Ferreira Gullar – Em 1954, eu fui convidado a trabalhar na revista O Cruzeiro no setor de revisão de texto que era dirigido pelo romancista baiano Herberto Salles. Com isso eu dividia meu tempo entre a revista O Cruzeiro e a revista do IAPC, que mantinha meu salariozinho pequeno, mas um salário um pouco melhor da revista O Cruzeiros e com isso me animei a publicar meu segundo livro, que foi impresso na gráfica da revista O Cruzeiro. A própria gráfica foi quem editou o livro. Eu desenhei e paginei o livro. A primeira edição (bastante diferente da 2ª ed. de José Álvaro Editor 1966), original, com páginas em branco, com espacejamento, uma série de coisas que eu tinha bolado porque fazia parte da minha visão, da minha experiência poética com a poesia espacializada, que depois daria origem à poesia concreta.
Cinform – Foi isso que chamou à atenção dos irmãos Campos (Augusto e Haroldo) e Décio Pignatari?
Ferreira Gullar – Quando eles leram o livro, o que chamou mais atenção neles era que o livro terminava com a implosão da linguagem, desintegração da sintaxe e uma implosão das palavras, dos vocábulos, esse fato chamou a atenção porque era um livro inusitado. A poesia brasileira naquela altura era dominada pela chamada "Geração de 45", uma geração formalista, oposto do que eu tinha feito, era uma geração que voltava ao soneto, voltava às redondilhas, voltava ao verso metrificado e rimado, era o contrário do movimento modernista inicial, que abandonou todas as formas e foi para o verso livre. Então aquilo era um retorno a essas formas anteriores clássicas. O meu livro era o contrário disso, era uma implosão. Os irmãos Campos e o Décio Pignatari, que queriam fazer uma nova poesia, por não se contentarem com a poesia que estava sendo feita pela "Geração de 45", também não sabiam qual era o caminho. Então meu livro ao desintegrar a linguagem, pelo menos deu a eles, segundo a conversa que tive com Augusto de Campos comigo, essa desintegração da linguagem tornou inviável a continuação de uma poesia que não fosse com uma nova forma.
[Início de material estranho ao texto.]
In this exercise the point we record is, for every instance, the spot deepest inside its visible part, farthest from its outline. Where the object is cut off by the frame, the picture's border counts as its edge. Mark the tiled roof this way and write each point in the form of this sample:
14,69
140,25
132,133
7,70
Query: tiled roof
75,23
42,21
Cinform – E como foi resolvida a questão?
Ferreira Gullar – Então nós começamos a dialogar e nasceu a poesia concreta a partir do nosso diálogo. Eu não sou o criador da poesia concreta, mas com certas idéias que eu passei a eles nessas conversas, tornou possível a criação dessa poesia concreta, porque eles, inclusive, falavam em criar um novo verso. Eu falei um novo verso não, se eu acabei de desintegrar a linguagem, não pode ter novo verso, tem que ser nova sintaxe. Qual será essa sintaxe? Eles bolaram nova sintaxe que era a sintaxe espacial, não mais o discurso, mas a junção das palavras dos espaços, assim nasceu a Poesia Concreta.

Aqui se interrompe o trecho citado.